Anche il Museo Archeologico nazionale della Basilicata “Dinu Adamesteanu” di Potenza parteciperà alla 32^ edizione della Festa della Musica, dal tema “La voce dei Luoghi”, con una grande rassegna su base regionale dal titolo Basilicata: ben-essere in musica, che animerà per tutta la giornata di domenica 21 giugno, i Musei e Parchi Archeologici del territorio afferenti al Ministero della Cultura, con eventi di musica dal vivo, ad accesso gratuito fino a esaurimento posti o con normale biglietto di ingresso ai siti.

Ripercorrendo i principi di un welfare culturale, i Musei della Basilicata, intendono attraverso dei momenti musicali riconoscere l’arte e la cultura come importante risorsa per la costruzione della salute, delle medical-humanities, per lo sviluppo di equità e qualità sociale.

Attraverso la musica s’intende promuovere un modello integrato di benessere degli individui e delle comunità, di pratiche fondate sulle arti visive, performative e sul patrimonio culturale.

Sperimentato negli ultimi trent’anni, soprattutto nei Paesi scandinavi e nel Regno Unito, il welfare culturale presuppone la collaborazione interdisciplinare e l’integrazione di scopo fra sistemi istituzionali connessi alla salute, alle politiche sociali, alla cultura e creatività.

La rassegna è il secondo grande appuntamento che va ad aggiungersi al progetto In-cedere: il fluire del tempo in Lucania, beneficiario del Bando “Valorizzazione delle Attività di Spettacolo dal Vivo da parte di Istituti e Luoghi della Cultura Statali 2026”.

Il progetto prevede eventi musicali, teatrali e coreutici programmati fino alla fine dell’anno e realizzati per mettere in risalto le specifiche caratteristiche dei Musei e Parchi Archeologici dell’Istituto.

A Potenza il Museo Archeologico Nazionale “Dinu Adamesteanu”  sabato 20 giugno dalle 19 alle 20, ospiterà un evento imperdibile con la Concert Band “Città di Potenza”, diretta dal M° Paola Guarino. Intitolato “La musica: Il luogo della (sua) voce“, il concerto si propone di esplorare il potere della musica come custode di memoria e come strumento di benessere collettivo.

Un Viaggio Musicale con un repertorio variegato che spazia dalla letteratura originale per orchestra di fiati a celebri colonne sonore, con incursioni nei generi Blues e Country.

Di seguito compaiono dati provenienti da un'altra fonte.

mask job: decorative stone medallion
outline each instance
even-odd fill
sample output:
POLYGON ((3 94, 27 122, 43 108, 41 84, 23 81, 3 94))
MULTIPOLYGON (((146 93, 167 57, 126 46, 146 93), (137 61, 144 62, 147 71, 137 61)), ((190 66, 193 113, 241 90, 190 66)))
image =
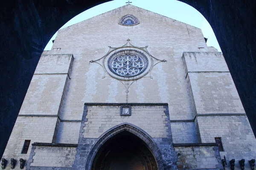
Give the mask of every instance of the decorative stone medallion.
POLYGON ((121 106, 120 115, 131 116, 131 105, 121 106))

La presenza di musicisti ospiti arricchirà ulteriormente l’esperienza, creando intrecci strumentali sorprendenti e momenti solistici intensi, in grado di coinvolgere emotivamente il pubblico.

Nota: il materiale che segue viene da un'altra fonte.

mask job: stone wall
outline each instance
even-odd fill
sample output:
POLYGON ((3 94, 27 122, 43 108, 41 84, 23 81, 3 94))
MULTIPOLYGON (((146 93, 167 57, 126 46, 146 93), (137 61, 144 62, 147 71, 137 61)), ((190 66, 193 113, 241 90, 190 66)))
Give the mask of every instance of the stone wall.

Non solo un’esibizione musicale, ma un’importante opportunità per riflettere sul ruolo della musica nei musei come catalizzatore di benessere collettivo.

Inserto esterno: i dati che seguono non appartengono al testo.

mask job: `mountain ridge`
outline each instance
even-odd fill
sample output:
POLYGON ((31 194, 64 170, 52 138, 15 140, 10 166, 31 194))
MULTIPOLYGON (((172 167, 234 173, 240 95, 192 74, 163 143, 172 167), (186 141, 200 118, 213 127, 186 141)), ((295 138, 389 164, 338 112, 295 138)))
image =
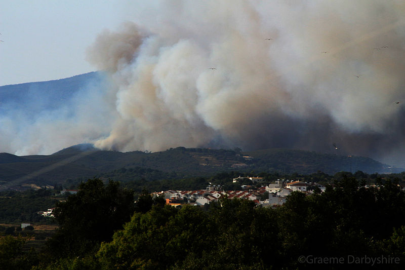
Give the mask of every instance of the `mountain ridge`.
MULTIPOLYGON (((178 147, 159 152, 123 152, 79 144, 50 155, 19 157, 0 153, 0 189, 15 186, 13 182, 16 181, 18 184, 29 182, 52 185, 65 183, 68 179, 94 177, 113 179, 121 175, 117 174, 119 170, 135 171, 140 168, 159 172, 155 174, 155 177, 172 179, 206 176, 231 171, 305 174, 318 171, 327 174, 339 171, 361 171, 369 173, 402 171, 400 168, 392 168, 369 158, 302 150, 272 148, 240 151, 240 149, 178 147)), ((138 175, 128 175, 125 179, 113 180, 138 180, 138 175)))

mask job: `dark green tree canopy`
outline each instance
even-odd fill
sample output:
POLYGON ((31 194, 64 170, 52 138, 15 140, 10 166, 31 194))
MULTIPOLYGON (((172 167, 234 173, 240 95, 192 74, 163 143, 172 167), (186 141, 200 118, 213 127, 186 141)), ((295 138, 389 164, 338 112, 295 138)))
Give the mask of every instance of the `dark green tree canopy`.
POLYGON ((57 204, 54 215, 60 228, 49 244, 58 256, 83 255, 111 240, 134 211, 133 192, 100 179, 82 183, 77 194, 57 204))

In un ambiente ricco di storia e cultura, la musica diventa un mezzo per stimolare la connessione tra le persone, promuovendo un senso di comunità e appartenenza. Gli eventi musicali nei musei favoriscono l’interazione sociale, migliorando il benessere psicologico e creando momenti di condivisione che arricchiscono l’anima.

Domenica 21 giugno dalle 21 alle 22 ospiterà il concerto “Paesaggi Sonori”, presentato dall’Associazione Culturale Coro Boom! Questo evento si propone di esplorare il legame profondo tra musica, emozione e geografia attraverso un repertorio di brani suddivisi in due parti. La voce nel tempo e nelle emozioni: brani internazionali che evocano luoghi e sentimenti, e La voce dei luoghi: brani italiani che trattano tematiche territoriali, celebrando il patrimonio culturale del nostro Paese.

Il Museo archeologico di Potenza non è solo un luogo di conservazione della storia, ma un ambiente vivo che promuove la cultura e il benessere della comunità.

L’evento “Paesaggi Sonori” rappresenta un’importante occasione per riunire la comunità potentina, favorendo un senso di appartenenza e condivisione.

In questo contesto, il concerto del Coro Boom! diventa un veicolo per esprimere emozioni e raccontare storie legate ai luoghi, vicini e lontani. La partecipazione a eventi di questo tipo non solo arricchisce l’anima, ma migliora anche il benessere psicologico e sociale, creando spazi di interazione e dialogo.